Nov 6, 2011

"An Ideology and a Utopia" by Karl Mannheim

I'm reading "An Ideology and a Utopia" by Karl Mannheim, was a founder of the sociology of knowledge.

He insisted that historical, social, and cultural contexts determined our recognition, thoughts, and beliefs, which he called "total" ideologies.

I also think that our recognition, thoughts, and beliefs are based on the preconditions, which we can't know by ourselves. In order to find the preconditions, which determine our thoughts, we should get out of our "total" ideologies.

There are two ways to get out of our own "total" ideologies.

The first way is to go to other ages. Michel Foucault revealed the preconditions, which he called "episteme", through his comparative study of prisons and madness between the pre modern and the modern age.

The second way is to go to other cultures. Claude Lévi-Strauss went to the jangle in Amazon, and found "pensee sauvage (savage mind)" in a primitive culture.
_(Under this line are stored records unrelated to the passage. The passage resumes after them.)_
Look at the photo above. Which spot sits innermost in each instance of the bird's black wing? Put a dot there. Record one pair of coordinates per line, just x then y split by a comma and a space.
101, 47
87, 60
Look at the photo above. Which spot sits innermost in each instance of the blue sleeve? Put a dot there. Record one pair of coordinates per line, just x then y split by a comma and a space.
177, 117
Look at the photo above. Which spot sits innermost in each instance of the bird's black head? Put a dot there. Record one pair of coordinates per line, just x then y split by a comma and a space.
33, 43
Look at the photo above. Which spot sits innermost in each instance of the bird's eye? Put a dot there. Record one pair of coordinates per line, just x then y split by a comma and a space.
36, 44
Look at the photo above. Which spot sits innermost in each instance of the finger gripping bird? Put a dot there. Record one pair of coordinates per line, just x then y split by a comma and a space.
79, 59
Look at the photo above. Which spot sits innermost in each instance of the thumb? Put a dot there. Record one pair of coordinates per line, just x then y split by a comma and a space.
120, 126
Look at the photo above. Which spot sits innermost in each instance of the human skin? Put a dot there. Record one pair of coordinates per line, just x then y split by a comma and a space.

He criticized modern Western philosophy (including Jean-Paul Sartre) from the standpoint of "pensee sauvage".

When I talk with people in other cultures, sometimes I can't make them understand what I mean, because we have different "total" ideologies. For example it's really difficult to explain my religious feeling to people born to be Christians, or the virtues of non-democratic system to Americans who believe in "American democracy".

If I try to explain them too much, it would make them angry. But these kinds of conflicts are chances to know the difference between their and my preconditions, which constrain our thoughts. We could realize that our own recognition, thoughts, and beliefs aren't universal but local, just one of "total" ideologies.

If both of us realized that we have different ideologies, we could understand each other more deeply.